Soar high!

Let $f(x,y,z) = x^2y + y^2z + z^2x$ . Note that $f(x,y,z) - f(x,z,y) \; = \; (x-y)(x-z)(y-z)$ Since we can permute $x,y,z$ cyclically without changing $f(x,y,z)$ , we can assume without loss of generality that $x \ge y,z \ge 0$ . The above identity then shows us that the maximum value of $f(x,y,z)$ will be obtained when $x \ge y \ge z \ge 0$ (since, in that case, $f(x,y,z) - f(x,z,y) \ge 0$ ).
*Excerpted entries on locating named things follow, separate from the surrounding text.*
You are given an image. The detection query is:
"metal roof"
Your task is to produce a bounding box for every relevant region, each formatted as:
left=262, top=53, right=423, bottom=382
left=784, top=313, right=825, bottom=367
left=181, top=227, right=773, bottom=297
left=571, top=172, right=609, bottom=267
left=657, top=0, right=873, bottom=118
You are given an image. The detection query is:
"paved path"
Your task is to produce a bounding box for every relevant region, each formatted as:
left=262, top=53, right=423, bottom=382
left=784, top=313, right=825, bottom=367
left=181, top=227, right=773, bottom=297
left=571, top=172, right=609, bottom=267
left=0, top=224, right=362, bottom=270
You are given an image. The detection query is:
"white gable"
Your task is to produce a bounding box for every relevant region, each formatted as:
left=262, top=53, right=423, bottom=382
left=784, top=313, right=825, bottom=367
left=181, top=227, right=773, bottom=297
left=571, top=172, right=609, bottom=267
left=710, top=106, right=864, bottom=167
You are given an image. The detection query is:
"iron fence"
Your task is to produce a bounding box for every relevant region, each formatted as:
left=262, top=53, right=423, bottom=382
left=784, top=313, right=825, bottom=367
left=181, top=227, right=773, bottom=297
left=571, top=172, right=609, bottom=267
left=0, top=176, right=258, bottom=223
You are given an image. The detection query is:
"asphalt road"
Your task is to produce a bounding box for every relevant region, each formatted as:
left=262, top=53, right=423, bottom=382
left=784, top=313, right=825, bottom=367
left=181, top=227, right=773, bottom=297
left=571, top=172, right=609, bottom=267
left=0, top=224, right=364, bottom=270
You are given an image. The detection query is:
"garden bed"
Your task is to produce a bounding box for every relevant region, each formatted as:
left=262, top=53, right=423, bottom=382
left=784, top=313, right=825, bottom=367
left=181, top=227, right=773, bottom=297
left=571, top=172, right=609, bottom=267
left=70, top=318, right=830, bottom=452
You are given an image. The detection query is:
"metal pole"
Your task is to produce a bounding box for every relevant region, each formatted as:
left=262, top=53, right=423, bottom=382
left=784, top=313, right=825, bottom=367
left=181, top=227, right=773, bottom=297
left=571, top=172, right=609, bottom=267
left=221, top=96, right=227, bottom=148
Since $f(x+z,y,0) - f(x,y,z) \; = \; xz(y-z) + (x-y)(y-z) + yz^2 \; \ge\; 0 \hspace{2cm} x \ge y \ge z \ge 0\;,$ we see that the largest value of $f(x,y,z)$ is obtained when $x \ge y \ge z = 0$ . Thus we simply need to maximize $f(x,1-x,0) \; = \; x^2(1-x) \hspace{2cm} 0 \le x \le 1$ and this maximum is achieved when $x=\tfrac23$ , yielding a maximum of $\tfrac{4}{27}$ . This makes the answer $\boxed{31}$ .